In Brief: Finally, the Halifax Regional School Board is going to do what AIMS has said is in the best interest of public education – release school by school results. In this article in the Chronicle-Herald, AIMS Executive Vice President, Charles Cirtwill, speaks about the Nova Scotia Teachers Union’s objection to publishing the results from the standardized tests.

Nova Scotia teachers don’t want to show us their own report cards.

The Halifax regional school board is planning to start releasing school-by-school results of standardized testing. But the union representing the people who teach the municipality’s 52,000 students are opposed to the move.

“This is a form of ranking,” said Alexis Allen, president of the Nova Scotia Teachers Union. “The school board is indicating collectively how they compare with other schools, and I think that sets up a school for failure.”

Publicizing low marks on the tests will hurt school morale, she said.

“Then you’re under the microscope, and people are looking, saying, ‘Well, why didn’t your school do as well as that other school down the street?’ ” Ms. Allen said.

She questions how posting the results on the Internet will help students learn.

“If more literacy support or more math support is required, the school board can say, ‘Let’s support that school by providing more.’ They don’t need to post it there for all to see, and that’s a real concern.”

The testing, which does not affect students’ marks, fails to take into account contributing factors such as class sizes and socio-economic conditions, she said.

“All you get is a snapshot,” Ms. Allen said. “I see no value in this.”

Howard Windsor has been acting as a one-man school board since December 2006, when Education Minister Karen Casey dismissed the elected board because of infighting. A new board will be elected next month.

Board superintendent Carole Olsen, who insisted the literacy and math tests in question be called assessments, said publishing test results is not meant to be a form of ranking schools.

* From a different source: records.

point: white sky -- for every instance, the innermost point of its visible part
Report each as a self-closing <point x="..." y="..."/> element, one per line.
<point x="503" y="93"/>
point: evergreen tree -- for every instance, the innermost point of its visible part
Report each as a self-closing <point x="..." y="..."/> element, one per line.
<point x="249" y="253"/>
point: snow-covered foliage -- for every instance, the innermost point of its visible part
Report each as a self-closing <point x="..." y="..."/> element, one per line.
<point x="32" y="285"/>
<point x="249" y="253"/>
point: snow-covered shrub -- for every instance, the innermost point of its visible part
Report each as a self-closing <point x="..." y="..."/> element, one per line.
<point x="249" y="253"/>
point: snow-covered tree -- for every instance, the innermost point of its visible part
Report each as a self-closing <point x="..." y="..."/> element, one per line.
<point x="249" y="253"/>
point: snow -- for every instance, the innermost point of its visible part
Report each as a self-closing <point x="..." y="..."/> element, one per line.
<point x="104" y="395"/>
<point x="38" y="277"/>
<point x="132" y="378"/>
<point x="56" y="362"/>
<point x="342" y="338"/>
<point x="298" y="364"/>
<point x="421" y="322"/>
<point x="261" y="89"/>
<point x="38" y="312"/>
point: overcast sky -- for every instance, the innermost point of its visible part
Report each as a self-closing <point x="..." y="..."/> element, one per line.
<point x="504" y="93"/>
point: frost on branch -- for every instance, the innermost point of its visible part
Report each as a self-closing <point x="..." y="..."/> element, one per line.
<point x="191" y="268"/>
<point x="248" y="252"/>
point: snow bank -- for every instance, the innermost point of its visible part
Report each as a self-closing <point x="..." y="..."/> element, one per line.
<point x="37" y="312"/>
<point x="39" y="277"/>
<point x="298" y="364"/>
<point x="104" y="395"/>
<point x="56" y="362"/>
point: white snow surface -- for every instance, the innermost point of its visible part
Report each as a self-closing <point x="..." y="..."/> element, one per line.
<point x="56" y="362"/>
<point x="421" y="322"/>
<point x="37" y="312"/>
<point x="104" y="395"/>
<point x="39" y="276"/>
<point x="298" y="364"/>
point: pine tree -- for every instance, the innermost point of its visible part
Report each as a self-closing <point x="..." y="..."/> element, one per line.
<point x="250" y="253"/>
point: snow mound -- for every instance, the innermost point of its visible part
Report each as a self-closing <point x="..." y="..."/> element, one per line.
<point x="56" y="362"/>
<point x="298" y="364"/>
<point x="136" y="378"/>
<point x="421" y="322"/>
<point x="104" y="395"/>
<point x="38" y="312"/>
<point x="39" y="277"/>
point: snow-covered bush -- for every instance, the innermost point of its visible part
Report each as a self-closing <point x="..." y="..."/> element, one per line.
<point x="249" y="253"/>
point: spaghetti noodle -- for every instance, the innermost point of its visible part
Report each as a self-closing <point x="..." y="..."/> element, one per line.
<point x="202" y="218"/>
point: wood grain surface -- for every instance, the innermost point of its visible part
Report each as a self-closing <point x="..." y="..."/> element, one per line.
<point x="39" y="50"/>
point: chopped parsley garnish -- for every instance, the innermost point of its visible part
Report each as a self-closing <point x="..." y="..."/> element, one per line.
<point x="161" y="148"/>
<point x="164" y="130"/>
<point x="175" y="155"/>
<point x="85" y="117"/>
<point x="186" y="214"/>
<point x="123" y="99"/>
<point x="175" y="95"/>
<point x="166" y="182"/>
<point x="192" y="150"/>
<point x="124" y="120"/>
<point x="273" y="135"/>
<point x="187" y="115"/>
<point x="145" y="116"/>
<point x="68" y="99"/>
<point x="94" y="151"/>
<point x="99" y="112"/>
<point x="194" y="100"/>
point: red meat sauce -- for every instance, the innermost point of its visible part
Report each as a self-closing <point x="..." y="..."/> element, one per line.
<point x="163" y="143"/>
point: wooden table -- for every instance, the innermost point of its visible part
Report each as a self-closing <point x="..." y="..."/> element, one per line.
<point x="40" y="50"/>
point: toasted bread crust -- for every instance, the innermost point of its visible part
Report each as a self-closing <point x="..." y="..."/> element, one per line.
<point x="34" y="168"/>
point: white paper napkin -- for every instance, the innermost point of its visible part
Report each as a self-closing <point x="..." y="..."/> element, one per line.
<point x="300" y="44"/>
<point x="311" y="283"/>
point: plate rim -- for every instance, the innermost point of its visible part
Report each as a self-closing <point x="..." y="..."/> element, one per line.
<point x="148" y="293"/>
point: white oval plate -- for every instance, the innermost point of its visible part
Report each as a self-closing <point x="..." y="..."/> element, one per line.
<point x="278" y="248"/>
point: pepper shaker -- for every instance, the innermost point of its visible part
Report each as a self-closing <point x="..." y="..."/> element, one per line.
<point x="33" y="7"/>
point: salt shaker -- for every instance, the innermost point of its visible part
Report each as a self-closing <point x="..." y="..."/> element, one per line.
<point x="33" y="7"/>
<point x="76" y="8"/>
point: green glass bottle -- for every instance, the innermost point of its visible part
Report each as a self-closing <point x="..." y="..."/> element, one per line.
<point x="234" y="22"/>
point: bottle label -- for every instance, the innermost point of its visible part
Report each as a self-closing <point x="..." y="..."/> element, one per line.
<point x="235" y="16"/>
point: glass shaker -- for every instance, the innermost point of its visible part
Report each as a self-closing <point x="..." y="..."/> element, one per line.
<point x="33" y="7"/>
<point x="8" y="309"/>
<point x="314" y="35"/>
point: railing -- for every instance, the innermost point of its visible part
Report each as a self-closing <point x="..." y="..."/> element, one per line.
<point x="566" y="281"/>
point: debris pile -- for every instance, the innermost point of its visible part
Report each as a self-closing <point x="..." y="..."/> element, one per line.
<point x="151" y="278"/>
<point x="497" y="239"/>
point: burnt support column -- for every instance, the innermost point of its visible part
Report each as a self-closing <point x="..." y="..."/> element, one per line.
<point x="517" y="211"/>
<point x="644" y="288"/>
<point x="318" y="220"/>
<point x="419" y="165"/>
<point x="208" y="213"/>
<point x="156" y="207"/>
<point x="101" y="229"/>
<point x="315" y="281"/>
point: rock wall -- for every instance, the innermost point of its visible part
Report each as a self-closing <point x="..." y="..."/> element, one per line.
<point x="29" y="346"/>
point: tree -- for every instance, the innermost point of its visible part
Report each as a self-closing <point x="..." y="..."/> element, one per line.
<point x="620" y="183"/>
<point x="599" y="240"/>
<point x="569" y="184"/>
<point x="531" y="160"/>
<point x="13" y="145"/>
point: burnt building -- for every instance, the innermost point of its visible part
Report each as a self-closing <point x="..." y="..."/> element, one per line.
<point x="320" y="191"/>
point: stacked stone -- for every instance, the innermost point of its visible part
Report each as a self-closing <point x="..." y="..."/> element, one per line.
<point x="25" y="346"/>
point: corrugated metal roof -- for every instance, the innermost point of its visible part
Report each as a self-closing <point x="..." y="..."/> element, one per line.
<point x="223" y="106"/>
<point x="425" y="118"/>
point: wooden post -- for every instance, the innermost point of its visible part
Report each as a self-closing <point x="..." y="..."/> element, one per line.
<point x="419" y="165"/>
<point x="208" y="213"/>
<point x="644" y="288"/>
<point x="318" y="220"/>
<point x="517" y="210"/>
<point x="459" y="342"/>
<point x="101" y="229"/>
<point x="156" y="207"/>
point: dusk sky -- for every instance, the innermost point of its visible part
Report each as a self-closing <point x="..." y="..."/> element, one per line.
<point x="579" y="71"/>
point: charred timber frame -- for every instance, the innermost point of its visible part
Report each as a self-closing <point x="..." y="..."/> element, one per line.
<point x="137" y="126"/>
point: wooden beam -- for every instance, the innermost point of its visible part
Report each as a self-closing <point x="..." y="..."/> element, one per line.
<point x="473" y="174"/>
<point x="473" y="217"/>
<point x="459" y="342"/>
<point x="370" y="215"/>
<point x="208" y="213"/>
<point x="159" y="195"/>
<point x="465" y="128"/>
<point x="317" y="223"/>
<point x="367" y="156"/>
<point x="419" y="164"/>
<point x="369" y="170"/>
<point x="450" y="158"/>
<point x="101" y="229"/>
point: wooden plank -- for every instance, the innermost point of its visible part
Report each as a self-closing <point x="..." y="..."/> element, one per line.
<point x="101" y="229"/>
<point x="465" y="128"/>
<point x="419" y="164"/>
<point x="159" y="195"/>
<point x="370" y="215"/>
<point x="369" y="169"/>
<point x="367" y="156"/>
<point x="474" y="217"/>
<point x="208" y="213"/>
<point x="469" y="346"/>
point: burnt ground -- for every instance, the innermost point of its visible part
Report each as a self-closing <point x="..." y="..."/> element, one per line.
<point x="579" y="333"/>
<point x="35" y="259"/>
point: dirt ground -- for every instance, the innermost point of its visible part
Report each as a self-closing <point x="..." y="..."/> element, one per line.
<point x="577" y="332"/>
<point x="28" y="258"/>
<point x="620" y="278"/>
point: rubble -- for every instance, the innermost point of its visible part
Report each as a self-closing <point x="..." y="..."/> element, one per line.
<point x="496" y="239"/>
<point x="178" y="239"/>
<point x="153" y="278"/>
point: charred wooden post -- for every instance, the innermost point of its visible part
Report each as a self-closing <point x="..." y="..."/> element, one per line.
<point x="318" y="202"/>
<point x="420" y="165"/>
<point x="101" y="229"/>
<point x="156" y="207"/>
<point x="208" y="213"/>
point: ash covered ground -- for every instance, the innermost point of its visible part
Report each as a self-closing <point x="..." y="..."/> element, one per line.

“What we’re trying to do now is to set the standard that every school over the next five years will demonstrate some improvements against itself,” Ms. Olsen said.

“The purpose of this is to show where we’re strong in terms of our programs and show where there are some areas where we can improve.”

No decision has made yet about what grade level results will be released publicly, she said.

The issue will come before the board later this month “so that we can be open and transparent and accountable for how we’re going to go about improving student achievement for all of our students,” Ms. Olsen said.

Publishing test results “allows people to focus their energies on real problems,” said Charles Cirtwill, president of the Atlantic Institute for Market Studies, which has produced a report card on the province’s schools for six years. “It allows you to identify schools that are doing well in areas where you’re not, so it encourages you to pick up the phone and call them.”

He had several ideas about why teachers don’t want the test results posted online.

“People are uncomfortable with having their work assessed,” Mr. Cirtwill said. “And, of course, the unions are worried that this is going to lead to the next step around school choice, that it’s going to attack their monopoly control over the supply of education services in the province. And then there’s the entire question around actually shifting the balance of power in the education system. The more parents and students know, the more they’re able to actually take control.”

The province’s Education Department conducts standardized testing on students in grades 3, 6, 9 and 12. Some of the results have been available on the Internet since 2003.

“We do it for Grade 6 at the moment, and this 2007 Minister’s Report to Parents — that’s going to have school-by-school breakdowns in early elementary math, that’s Grade 3 math; early elementary literacy, which is Grade 3 literacy; and the junior high literacy exam,” department spokesman Peter McLaughlin said.